The bear case notes that the green hydrogen industry has consistently overpromised and underdelivered on cost and timeline projections. The Hydrogen Council’s 2017 projection of $2.00/kg green hydrogen by 2025 has not materialised. Project cancellation rates are significant — the International Energy Agency estimates that approximately 40% of announced green hydrogen projects (by capacity) lack final investment decisions, offtake contracts, or secure financing. Several high-profile projects, including some in Australia and Europe, have been downsized or indefinitely delayed due to cost overruns and regulatory uncertainty.
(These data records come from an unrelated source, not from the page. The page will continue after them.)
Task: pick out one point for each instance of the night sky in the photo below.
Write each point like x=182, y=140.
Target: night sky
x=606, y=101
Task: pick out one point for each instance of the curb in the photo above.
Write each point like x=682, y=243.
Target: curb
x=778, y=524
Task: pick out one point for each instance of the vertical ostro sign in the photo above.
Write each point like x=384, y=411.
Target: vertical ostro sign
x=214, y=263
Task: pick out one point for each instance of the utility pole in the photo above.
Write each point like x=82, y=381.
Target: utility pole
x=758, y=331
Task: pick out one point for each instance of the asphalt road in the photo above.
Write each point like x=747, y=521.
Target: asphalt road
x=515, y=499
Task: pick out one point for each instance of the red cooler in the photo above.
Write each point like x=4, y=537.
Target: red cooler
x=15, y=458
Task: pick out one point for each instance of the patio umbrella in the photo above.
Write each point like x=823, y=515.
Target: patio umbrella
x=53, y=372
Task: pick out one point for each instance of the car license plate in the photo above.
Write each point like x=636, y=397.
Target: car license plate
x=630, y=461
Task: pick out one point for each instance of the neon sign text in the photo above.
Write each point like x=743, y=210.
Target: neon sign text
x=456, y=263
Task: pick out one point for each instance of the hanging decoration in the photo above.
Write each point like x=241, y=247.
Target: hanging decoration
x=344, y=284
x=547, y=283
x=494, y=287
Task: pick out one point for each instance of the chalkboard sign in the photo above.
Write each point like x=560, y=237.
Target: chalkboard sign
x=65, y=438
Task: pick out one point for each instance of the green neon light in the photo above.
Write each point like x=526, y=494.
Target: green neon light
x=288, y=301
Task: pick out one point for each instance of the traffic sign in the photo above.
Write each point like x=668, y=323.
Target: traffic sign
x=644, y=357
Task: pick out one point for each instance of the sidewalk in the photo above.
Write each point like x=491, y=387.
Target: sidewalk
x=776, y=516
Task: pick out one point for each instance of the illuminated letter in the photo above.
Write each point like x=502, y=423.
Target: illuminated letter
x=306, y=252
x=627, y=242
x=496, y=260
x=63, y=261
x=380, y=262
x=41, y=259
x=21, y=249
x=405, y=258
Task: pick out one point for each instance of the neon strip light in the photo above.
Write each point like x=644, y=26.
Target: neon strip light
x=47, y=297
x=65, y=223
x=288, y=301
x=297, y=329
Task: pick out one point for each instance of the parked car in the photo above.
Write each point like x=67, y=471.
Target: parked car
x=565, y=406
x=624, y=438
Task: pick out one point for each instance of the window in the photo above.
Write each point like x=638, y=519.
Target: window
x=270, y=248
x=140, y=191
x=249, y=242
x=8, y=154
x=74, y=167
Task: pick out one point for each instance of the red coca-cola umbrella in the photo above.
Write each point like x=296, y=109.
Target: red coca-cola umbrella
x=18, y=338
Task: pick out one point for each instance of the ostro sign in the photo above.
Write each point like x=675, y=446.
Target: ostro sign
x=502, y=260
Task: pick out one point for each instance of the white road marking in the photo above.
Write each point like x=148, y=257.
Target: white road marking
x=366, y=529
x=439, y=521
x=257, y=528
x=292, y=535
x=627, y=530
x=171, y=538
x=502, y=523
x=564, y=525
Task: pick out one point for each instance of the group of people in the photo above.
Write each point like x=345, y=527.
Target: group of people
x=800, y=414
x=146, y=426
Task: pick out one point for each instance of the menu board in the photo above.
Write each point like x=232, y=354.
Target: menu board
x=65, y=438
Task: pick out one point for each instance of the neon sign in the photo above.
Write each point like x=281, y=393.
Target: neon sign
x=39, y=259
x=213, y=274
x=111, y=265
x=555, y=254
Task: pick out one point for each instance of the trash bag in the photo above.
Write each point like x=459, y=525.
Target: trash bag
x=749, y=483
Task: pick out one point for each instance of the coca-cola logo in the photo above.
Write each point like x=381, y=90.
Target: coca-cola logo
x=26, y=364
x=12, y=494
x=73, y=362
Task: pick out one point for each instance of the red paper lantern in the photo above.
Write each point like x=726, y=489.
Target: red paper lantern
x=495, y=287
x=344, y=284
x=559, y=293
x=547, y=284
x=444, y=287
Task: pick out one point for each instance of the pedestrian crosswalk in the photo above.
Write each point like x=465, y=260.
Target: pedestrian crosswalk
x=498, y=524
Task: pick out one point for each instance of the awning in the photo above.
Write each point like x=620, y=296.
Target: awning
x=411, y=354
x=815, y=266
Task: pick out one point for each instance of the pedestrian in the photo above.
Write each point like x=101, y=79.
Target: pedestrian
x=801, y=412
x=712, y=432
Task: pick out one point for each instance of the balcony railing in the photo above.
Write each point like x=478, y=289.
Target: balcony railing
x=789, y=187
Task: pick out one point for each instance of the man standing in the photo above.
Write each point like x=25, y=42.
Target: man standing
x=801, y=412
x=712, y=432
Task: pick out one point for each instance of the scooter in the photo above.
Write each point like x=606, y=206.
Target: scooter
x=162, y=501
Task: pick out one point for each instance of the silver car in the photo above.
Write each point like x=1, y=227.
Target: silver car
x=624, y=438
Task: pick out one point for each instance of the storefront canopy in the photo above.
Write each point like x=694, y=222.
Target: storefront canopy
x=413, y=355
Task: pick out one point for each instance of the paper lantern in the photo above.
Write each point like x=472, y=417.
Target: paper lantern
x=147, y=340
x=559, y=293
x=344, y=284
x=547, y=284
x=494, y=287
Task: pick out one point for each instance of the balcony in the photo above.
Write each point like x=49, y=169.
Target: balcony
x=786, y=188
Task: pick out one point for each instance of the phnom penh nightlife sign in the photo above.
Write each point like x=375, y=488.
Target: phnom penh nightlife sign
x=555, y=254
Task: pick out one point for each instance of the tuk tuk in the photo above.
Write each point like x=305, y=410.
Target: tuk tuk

The balanced view recognises that green hydrogen will be essential for specific hard-to-abate applications but may not achieve the universal energy carrier role that its most enthusiastic proponents envision. The direct electrification of transport, heating, and light industry will limit hydrogen demand to sectors where electrons cannot reach. In those sectors — steelmaking, ammonia, shipping fuel, long-duration energy storage — green hydrogen has no viable alternative, and the economics will eventually work. The question is timing: whether cost parity arrives by 2030 (transformative for climate targets) or 2040 (too late for the most ambitious emissions pathways).